Corte discutirá se índios comprovadamente aculturados precisam de reservas como se fossem tribos nômades
Mariângela Gallucci
A retomada no Supremo Tribunal Federal (STF), amanhã, do julgamento sobre a reserva Raposa Serra do Sol, em Roraima, vai abrir uma discussão constitucional sobre os conceitos que a Fundação Nacional do Índio (Funai) usa para fazer as demarcações das terras indígenas. Os 11 ministros vão discutir se índios comprovadamente aculturados precisam de reservas para caçar e praticar a agricultura como se fossem tribos nômades. Podem emergir do julgamento, portanto, novos conceitos jurídicos e sociais para a demarcação de reservas indígenas.
"É natural que se tenha uma discussão além do caso concreto", admitiu ontem o presidente do STF, ministro Gilmar Mendes, durante viagem a Montes Claros (MG) e Teresina (PI), onde lançou um programa do Conselho Nacional de Justiça (CNJ) denominado Casas de Justiça e Cidadania - cujo objetivo é prestar assistência social e jurídica à população.
Há quase um consenso entre os ministros do STF de que a demarcação da Raposa Serra do Sol tem uma série de erros e exageros na maneira como trata os índios, mas não existe disposição de anular todo o processo. A direção da Funai, por meio de sua assessoria de imprensa, disse ontem que "segue e faz o que manda fazer a Constituição". E a Constituição, acrescentou a assessoria, "diz que a demarcação de terras indígenas é uma política do Poder Executivo".
Segundo ministros ouvidos na semana passada pelo Estado, é possível que o Supremo construa uma saída para o caso da reserva em Roraima e oriente as demarcações futuras - o que interessa especialmente a Mato Grosso do Sul. Vai ser discutido, também, o poder da Funai para decidir sozinha as demarcações que envolvam direitos federativos de Estados e municípios. O governador de Roraima, José de Anchieta Júnior (PSDB), diz que "é preciso fazer mudanças, porque não se pode deixar esse poder nas mãos de uma pessoa só". Anchieta sugere que os processos de demarcação de terras tramitem no Congresso como projeto de lei e sejam votados por deputados e senadores.

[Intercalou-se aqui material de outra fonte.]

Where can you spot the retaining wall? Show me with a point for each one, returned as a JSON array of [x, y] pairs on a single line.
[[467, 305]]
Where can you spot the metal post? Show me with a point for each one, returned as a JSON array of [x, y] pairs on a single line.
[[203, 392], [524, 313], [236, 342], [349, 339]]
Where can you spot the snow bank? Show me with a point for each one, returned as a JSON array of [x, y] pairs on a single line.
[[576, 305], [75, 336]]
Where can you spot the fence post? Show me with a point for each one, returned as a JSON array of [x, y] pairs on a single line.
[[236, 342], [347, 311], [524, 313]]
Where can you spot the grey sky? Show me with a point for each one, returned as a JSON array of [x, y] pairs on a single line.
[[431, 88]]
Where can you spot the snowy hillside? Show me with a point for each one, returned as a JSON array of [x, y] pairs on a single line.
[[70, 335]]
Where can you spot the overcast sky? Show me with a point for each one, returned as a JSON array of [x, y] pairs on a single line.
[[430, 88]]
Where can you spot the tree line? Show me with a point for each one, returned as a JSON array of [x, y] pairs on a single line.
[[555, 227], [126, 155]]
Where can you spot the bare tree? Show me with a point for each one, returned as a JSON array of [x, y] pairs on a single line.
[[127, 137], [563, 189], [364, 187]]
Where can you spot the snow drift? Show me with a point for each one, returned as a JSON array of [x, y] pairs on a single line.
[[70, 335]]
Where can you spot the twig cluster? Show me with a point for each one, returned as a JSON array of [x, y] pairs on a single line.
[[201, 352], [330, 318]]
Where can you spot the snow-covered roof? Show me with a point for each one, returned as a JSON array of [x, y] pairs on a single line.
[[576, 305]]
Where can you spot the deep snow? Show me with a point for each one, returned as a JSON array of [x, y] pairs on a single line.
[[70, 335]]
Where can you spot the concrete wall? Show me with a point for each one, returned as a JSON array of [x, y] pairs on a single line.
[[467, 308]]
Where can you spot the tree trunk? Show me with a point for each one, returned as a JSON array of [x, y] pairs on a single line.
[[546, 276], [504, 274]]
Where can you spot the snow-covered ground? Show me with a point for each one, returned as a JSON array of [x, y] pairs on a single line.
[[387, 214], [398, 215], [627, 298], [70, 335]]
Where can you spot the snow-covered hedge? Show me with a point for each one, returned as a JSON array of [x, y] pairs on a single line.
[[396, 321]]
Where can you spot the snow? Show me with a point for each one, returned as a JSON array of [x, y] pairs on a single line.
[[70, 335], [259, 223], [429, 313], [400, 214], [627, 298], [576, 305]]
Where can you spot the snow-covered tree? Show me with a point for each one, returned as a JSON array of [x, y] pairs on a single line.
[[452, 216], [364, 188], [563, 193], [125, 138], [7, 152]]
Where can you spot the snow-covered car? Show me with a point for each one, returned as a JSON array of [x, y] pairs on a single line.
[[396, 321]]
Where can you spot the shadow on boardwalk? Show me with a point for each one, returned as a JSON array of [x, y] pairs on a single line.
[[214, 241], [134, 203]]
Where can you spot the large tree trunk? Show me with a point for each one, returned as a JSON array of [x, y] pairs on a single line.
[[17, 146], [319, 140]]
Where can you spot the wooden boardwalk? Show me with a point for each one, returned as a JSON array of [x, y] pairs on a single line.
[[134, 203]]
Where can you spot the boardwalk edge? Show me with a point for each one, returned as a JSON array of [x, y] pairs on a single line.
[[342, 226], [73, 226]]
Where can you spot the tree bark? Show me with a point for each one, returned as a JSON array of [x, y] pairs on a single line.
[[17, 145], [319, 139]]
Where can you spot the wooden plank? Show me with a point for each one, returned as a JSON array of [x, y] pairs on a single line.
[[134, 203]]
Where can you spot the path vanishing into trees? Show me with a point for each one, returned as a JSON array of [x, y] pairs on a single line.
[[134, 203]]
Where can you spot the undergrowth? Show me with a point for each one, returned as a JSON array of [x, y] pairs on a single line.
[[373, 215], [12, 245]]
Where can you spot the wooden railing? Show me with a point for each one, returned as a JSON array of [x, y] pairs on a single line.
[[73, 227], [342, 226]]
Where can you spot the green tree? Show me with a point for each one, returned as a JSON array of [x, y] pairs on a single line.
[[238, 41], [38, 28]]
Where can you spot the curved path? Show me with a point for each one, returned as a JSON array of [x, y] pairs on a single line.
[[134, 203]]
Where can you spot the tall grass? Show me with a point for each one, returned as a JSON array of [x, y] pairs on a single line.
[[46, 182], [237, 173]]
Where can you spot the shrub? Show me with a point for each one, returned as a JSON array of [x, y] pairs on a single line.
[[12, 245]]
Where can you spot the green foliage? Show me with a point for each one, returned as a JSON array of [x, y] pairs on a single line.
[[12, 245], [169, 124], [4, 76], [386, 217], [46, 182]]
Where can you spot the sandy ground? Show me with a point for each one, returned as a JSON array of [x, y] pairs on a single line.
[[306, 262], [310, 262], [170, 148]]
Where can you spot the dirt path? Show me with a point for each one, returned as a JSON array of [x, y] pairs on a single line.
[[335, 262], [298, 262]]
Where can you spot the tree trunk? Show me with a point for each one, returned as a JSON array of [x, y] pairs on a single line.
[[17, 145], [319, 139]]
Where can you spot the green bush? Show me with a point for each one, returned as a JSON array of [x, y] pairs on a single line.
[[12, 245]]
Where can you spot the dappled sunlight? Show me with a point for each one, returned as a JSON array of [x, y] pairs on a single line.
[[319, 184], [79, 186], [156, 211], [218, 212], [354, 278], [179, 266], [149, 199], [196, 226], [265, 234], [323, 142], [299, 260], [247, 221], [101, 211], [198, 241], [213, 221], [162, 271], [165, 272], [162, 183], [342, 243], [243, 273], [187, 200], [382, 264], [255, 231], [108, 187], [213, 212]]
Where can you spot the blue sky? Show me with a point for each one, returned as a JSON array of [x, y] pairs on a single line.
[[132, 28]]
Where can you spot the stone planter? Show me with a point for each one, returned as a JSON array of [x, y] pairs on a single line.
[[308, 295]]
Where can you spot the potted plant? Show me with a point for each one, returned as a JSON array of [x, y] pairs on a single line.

Um ministro do Supremo chegou a dizer ao Estado que a Funai se recusa a levar em conta a relação dos índios com os não-índios e encara a demarcação "como se estivesse apenas criando cercas de proteção, como se estivesse implantando zoológicos de preservação, uma política que os índios rejeitam". O pior, na visão desse ministro, é que a Funai "faz as cercas, fica em paz com as organizações não-governamentais, mas depois abandona os índios e oferece uma assistência precária".
"É a primeira vez que o STF se debruça, pós-1988, com profundidade sobre esse assunto (demarcação de terras)", disse o presidente do Supremo. Segundo ele, a decisão do tribunal será cumprida. "Não haverá resistência à decisão. Podemos ter aqui ou acolá críticas à decisão, mas, certamente, ela será cumprida."
Há ainda grande preocupação com o fato de a reserva se estender à zona de fronteira do Brasil com a Venezuela e a Guiana. Também é criticada constantemente pelos ministros a atuação de muitas ONGs na área. Os ministros do STF avaliam que o julgamento deve servir de parâmetro para uma nova disputa em curso envolvendo índios guaranis-caiuás e fazendeiros de Dourados, Miranda, Naviraí, Rio Brilhante e Maracaju, todos em Mato Grosso do Sul.